Morse, who also rides horses in “See” in addition to sword fighting, learns his lines by using a screen reader software. He attributes his proficiency at picking up the physical skills to his level of confidence.
“That’s so key in any task,” he said. “I really just had confidence in myself like I always have — barring that dark period when I was first diagnosed. And of course, trusting my own instincts. I have a pretty similar process as any other sighted actor in terms of learning my blocking and memorizing the movement and marks I have to hit throughout the scene. Where my process might be slightly different as a blind performer is that I sometimes have to feel out my marks to memorize them — rather than someone pointing them out, saying, ‘Over there.’ But, I only need to be told once.”
Ever since he lost his sight, his memory has improved, which also helps him act.
“The memory is a muscle, and the more you flex it and use it, train it, the better your recall is going to be,” he said. “Every day is a memory exercise. I can’t just see ‘Where did I put my drink down?’ or if I’m going somewhere, I can’t just look at Google Maps for directions. My mind maps things, and also [I make] vocal notes and mental notes. It really helps my recall. If I’m told something once, I’ll remember it. And that’s helped me in many aspects of my life, both personally and professionally.”

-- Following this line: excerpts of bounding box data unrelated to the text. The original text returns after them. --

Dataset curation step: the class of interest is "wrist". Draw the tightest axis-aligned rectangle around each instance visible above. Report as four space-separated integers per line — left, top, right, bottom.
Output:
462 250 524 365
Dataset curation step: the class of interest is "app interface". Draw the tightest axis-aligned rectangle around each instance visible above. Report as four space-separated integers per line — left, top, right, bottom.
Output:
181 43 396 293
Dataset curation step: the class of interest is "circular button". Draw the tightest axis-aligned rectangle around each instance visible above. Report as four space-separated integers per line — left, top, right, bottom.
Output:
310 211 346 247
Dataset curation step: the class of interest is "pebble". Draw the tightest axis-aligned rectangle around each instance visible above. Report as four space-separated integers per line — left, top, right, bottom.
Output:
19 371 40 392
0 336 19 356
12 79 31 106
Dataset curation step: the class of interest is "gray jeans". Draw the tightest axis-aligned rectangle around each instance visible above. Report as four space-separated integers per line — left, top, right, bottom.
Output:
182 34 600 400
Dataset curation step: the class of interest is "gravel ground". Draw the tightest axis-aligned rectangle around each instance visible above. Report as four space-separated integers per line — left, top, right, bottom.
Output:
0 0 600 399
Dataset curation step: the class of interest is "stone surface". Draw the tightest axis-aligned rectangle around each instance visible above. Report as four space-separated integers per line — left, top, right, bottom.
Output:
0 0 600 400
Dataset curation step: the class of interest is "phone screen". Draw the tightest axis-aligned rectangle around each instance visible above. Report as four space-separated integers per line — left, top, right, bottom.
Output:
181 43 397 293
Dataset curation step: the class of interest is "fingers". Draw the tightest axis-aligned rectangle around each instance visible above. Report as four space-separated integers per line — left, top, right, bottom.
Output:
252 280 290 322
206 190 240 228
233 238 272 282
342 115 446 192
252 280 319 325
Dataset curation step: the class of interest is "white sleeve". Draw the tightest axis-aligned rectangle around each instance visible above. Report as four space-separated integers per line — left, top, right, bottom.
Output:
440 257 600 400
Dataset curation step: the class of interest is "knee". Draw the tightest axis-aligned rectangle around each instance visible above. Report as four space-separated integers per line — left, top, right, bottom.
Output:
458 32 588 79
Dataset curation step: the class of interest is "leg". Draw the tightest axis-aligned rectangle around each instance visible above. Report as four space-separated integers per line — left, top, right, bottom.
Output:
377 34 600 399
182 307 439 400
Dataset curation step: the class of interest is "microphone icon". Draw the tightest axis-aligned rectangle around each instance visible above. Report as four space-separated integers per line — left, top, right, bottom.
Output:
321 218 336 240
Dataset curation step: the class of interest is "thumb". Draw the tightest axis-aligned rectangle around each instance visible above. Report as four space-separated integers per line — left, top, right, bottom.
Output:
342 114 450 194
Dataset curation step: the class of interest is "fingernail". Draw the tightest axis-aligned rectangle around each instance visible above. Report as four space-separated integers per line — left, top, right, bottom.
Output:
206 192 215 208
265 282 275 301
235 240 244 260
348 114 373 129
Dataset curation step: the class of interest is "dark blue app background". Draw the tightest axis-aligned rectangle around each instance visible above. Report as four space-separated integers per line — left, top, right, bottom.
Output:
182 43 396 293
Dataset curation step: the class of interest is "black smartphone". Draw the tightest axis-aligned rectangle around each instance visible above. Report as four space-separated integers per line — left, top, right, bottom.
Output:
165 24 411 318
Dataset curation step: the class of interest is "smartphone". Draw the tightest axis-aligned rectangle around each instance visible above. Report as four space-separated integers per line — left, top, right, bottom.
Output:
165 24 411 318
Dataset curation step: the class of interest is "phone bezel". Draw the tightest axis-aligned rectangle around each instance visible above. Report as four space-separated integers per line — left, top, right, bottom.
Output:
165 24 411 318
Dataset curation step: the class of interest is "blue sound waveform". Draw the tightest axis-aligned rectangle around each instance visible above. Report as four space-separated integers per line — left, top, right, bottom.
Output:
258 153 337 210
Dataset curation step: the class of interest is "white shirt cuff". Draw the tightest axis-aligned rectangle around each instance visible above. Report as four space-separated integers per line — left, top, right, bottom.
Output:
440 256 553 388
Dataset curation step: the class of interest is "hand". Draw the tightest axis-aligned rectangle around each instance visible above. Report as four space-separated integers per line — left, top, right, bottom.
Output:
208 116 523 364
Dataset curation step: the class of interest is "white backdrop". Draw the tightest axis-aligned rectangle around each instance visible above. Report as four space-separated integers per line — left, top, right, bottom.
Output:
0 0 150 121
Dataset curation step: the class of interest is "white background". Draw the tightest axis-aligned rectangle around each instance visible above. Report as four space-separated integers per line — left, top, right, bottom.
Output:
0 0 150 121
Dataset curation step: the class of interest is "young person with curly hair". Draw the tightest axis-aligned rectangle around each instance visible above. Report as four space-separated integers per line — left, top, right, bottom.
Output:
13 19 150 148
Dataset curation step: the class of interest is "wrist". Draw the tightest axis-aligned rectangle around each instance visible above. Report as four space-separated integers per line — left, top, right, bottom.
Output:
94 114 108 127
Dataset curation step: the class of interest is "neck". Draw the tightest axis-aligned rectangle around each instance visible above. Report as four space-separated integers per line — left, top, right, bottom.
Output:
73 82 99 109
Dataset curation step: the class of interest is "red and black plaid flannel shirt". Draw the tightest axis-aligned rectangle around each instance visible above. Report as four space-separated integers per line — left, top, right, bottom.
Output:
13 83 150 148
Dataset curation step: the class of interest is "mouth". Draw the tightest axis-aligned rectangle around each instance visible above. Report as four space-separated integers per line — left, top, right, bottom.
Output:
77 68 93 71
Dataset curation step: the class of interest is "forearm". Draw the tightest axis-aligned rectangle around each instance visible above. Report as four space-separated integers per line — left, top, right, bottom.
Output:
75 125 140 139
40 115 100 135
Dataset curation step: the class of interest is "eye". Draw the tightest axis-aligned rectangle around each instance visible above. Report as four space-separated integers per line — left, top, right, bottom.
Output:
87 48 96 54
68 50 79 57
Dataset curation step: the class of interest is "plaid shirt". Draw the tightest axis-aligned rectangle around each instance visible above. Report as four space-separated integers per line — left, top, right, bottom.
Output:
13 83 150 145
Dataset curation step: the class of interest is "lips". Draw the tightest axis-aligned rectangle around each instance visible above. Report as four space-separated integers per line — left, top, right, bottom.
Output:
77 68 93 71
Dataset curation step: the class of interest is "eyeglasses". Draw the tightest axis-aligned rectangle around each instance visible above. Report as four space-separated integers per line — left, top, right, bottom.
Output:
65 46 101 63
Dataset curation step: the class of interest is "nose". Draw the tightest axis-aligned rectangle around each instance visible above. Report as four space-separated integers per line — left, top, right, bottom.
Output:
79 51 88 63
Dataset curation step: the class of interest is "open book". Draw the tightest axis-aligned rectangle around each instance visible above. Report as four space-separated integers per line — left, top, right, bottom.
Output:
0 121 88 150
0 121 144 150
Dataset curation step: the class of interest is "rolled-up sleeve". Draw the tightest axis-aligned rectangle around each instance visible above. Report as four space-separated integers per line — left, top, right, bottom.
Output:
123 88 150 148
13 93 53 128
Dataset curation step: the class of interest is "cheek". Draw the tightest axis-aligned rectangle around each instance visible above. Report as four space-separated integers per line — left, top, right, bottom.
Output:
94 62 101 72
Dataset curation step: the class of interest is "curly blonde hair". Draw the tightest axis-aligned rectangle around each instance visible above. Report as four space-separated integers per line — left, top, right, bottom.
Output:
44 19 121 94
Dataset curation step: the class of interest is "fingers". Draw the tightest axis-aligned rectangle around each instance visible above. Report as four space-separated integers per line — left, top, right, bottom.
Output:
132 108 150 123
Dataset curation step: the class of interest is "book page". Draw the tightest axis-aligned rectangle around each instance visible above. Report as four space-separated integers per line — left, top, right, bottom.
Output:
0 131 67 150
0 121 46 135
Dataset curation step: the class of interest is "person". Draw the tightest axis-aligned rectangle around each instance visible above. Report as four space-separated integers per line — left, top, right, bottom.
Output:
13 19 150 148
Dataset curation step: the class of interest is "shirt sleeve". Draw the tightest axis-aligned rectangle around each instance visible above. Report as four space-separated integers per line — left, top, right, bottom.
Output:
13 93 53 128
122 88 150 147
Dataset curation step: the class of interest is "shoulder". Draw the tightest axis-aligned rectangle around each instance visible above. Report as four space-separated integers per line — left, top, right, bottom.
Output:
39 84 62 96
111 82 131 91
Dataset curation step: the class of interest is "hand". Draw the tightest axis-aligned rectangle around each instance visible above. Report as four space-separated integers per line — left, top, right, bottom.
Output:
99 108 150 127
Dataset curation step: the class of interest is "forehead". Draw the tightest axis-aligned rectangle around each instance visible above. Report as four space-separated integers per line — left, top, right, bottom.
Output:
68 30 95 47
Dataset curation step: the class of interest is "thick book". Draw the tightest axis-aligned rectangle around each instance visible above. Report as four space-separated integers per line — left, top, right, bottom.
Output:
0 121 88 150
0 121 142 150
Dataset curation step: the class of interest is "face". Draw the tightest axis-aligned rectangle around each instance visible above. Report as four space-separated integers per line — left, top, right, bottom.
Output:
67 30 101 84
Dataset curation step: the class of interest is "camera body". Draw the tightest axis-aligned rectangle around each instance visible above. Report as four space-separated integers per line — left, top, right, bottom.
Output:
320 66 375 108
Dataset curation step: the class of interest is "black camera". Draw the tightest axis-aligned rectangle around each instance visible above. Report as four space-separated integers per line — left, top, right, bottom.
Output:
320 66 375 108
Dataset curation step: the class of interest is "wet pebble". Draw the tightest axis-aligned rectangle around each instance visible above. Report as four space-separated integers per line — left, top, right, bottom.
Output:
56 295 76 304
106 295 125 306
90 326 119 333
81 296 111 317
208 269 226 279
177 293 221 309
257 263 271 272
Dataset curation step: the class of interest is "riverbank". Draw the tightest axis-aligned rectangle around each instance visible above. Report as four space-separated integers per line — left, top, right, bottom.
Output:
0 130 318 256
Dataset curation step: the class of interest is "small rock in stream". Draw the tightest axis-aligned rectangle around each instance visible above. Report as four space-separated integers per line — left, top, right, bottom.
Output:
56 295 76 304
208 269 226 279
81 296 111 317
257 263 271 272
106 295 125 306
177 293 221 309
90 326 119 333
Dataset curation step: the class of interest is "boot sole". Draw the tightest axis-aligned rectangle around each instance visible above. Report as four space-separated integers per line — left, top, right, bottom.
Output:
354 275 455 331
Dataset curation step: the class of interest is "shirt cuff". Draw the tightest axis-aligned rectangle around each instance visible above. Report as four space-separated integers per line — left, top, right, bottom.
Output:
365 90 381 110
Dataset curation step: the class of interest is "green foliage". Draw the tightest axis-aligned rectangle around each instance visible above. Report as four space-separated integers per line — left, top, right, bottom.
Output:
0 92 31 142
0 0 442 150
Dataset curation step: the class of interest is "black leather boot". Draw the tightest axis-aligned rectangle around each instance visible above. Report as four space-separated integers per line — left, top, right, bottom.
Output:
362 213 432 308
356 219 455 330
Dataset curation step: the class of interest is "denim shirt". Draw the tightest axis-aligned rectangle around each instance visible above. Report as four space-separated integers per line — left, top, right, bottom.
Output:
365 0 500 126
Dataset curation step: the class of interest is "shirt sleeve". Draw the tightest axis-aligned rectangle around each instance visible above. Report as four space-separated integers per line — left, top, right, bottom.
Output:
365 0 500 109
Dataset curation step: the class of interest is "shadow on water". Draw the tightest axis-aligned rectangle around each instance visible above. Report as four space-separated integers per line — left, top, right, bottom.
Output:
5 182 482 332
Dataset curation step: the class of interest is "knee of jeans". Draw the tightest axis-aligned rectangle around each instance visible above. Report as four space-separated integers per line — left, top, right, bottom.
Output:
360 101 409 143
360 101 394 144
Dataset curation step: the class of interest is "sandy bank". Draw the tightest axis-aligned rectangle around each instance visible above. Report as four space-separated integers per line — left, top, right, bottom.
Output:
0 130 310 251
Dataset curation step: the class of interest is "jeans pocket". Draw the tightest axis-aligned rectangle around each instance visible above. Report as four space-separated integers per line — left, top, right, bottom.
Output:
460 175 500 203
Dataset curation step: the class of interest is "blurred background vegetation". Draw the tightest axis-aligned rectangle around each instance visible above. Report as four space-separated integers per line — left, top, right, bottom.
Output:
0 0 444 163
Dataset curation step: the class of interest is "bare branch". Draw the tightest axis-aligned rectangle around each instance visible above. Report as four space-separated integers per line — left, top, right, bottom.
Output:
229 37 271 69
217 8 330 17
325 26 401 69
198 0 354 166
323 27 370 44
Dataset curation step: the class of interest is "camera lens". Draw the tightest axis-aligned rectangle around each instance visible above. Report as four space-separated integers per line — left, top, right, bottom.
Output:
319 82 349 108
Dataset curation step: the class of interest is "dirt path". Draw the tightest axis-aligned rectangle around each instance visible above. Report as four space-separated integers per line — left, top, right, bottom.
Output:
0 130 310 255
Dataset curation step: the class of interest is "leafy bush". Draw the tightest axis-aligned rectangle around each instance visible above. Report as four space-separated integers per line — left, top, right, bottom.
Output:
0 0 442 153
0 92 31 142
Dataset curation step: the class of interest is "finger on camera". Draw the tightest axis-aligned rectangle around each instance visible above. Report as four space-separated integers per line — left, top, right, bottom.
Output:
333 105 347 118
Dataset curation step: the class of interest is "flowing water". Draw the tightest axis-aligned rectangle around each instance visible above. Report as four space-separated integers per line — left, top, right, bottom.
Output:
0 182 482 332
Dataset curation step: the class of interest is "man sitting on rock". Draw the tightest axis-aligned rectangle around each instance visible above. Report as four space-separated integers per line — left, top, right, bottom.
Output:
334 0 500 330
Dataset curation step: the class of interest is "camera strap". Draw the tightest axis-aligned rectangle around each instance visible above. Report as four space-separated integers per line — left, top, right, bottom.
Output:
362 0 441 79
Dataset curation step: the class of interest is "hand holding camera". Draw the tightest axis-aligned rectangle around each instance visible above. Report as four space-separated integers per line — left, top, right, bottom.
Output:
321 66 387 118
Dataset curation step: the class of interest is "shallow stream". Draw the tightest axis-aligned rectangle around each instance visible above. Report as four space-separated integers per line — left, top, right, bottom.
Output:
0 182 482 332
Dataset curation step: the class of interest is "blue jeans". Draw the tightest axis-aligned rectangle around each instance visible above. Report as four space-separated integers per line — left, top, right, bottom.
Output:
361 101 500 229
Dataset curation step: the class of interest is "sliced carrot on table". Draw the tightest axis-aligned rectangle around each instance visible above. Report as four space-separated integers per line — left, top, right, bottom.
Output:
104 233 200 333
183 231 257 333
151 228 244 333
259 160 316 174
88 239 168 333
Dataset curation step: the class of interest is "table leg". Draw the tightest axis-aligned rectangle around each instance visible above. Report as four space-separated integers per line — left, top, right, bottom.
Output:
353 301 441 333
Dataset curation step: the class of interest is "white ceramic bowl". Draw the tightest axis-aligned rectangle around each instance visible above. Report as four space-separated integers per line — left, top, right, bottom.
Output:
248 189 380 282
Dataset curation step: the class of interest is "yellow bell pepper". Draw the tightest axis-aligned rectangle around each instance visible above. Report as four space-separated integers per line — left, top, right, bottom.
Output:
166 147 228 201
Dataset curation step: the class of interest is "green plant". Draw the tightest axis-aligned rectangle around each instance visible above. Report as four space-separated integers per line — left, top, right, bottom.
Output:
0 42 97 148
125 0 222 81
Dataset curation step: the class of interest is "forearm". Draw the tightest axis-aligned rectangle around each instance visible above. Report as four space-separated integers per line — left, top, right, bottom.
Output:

His role in “See” is his first time playing a blind character onscreen, and it might be his last, Morse said.
“To be honest, I am really not seeking out blind characters. In fact, on the contrary, my ambition as an actor is to take roles that people wouldn’t expect me to play and surprise everyone in how I can suspend an audience’s belief, whether it’s me behind the wheel of a car driving some gnarly car chase scenes, or running around a battlefield.
“The prospect of playing people so far removed from myself is the reason why I wanted to become an actor. And so that’s my goal — to become the first blind action hero.”